Past Meetup

Special HUG event at Linkedin

This Meetup is past

300 people went

Location image of event venue


Join us at LinkedIn for a special event for Hadoop Users
Group showcasing two new Apache Incubator projects: Tajo and Samza. Tajo, a low-latency SQL query engine, and Samza, a distributed, reliable stream processing framework are both built atop Apache Hadoop YARN.

Doors open at six with socializing until 6:30. Pizza and beverages.
Look for the signs to the Unite presentation hall in building 2025.

6:00 doors open
6:30 Apache Tajo: A Big Data Warehouse on Hadoop
7:20 Apache Samza: Reliable Stream Processing with YARN and Kafka

Overview of the talks:

Apache Tajo: A Big Data Warehouse on Hadoop.
It is designed for low-latency and scalability, ad-hoc queries, and ETL on large-scale data sets. Tajo takes advantages of both advanced database techniques and MapReduce without sharing their shortcomings. It makes use of HDFS as a primary storage and it¹s own distributed query execution engine instead of MapReduce.

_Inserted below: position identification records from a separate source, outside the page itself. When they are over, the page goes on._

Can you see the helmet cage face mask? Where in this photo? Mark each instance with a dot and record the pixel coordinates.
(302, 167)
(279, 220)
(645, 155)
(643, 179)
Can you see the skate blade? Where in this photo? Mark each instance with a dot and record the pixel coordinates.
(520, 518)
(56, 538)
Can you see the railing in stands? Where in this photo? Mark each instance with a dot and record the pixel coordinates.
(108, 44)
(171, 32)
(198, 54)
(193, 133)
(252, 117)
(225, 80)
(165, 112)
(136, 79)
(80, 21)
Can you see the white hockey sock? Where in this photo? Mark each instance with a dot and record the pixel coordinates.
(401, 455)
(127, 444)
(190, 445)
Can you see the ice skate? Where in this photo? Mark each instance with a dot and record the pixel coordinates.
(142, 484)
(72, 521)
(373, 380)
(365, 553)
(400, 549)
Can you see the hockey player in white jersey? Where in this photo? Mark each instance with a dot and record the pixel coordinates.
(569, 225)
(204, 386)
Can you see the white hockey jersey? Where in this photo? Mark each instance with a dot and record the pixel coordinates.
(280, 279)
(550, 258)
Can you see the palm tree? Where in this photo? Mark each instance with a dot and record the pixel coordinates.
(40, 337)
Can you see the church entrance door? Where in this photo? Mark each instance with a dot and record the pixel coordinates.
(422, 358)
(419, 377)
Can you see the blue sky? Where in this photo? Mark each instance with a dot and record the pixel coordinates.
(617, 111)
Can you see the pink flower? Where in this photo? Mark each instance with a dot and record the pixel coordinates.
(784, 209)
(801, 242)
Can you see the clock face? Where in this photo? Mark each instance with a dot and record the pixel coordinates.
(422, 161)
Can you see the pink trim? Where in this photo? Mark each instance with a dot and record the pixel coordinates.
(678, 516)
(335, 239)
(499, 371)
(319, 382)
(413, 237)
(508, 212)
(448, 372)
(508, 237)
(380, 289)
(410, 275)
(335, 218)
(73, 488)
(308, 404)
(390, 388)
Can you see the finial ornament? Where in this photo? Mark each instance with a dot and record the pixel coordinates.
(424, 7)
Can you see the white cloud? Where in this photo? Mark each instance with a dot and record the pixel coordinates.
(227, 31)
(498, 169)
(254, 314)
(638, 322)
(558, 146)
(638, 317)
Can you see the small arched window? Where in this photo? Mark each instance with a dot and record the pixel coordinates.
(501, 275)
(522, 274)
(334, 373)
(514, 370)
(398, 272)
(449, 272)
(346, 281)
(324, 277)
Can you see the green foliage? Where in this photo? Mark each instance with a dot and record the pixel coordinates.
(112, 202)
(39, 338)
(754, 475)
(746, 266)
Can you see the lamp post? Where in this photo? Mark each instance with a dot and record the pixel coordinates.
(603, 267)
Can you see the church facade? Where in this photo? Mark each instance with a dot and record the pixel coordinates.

This talk is about an introduction to Tajo project and internal
architecture of Tajo. Tajo supports ANSI SQL and user-defined
functions. Tajo has the cost-based join optimizer and extensible query rewrite engine to find better plans. In terms of distributed
processing, it uses the DAG-based execution framework with various shuffle methods, such as range and hash. For scheduling, Tajo is designed to consider disk volumes of each node to improve scan throughput on disks significantly. Also, we will introduce more
planning opportunities led by a combination of various physical
operators and shuffle methods. Next, we will introduce Tajo's roadmap. Finally, as a case study, Jeong-shik will share some of findings related to Tajo's performance in an on-going project with SKT, a telco in Korea.

Apache Samza: Reliable Stream Processing with YARN and Kakfa
LinkedIn has recently open sourced Samza, its stream processing framework built on top of Apache Hadoop and YARN. Samza provides the ability to process infinite streams of data. Samza has a simple API, provides state management for the tasks, ensures falt tolerance and is very pluggable.

Speaker bios:

Hyunsik Choi, Ph.D., is one of committer and PPMC members on Apache Tajo. He is a director of research at Gruter which is a big data company located in South Korea, and he have contributed to query plan optimizer and vectored query engine using modern hardware for Tajo. Recently, he has interests in runtime query compilation techniques using LLVM and modern hardware features.

Jeong-shik Jang is VP at Gruter. He previously worked at Yahoo for five and a half years in Asia Search Engineering. Since he joined Gruter 3 years ago, he has been enjoying various and exciting roles as a project manager, a hands-on engineer, and a decision maker for management.

Chris Riccomini is a staff software engineer at LinkedIn where he has been the principal developer of Samza, contributed to the Hadoop ecosystem, worked on LI's RPC system and built the internal analytics/reporting tool.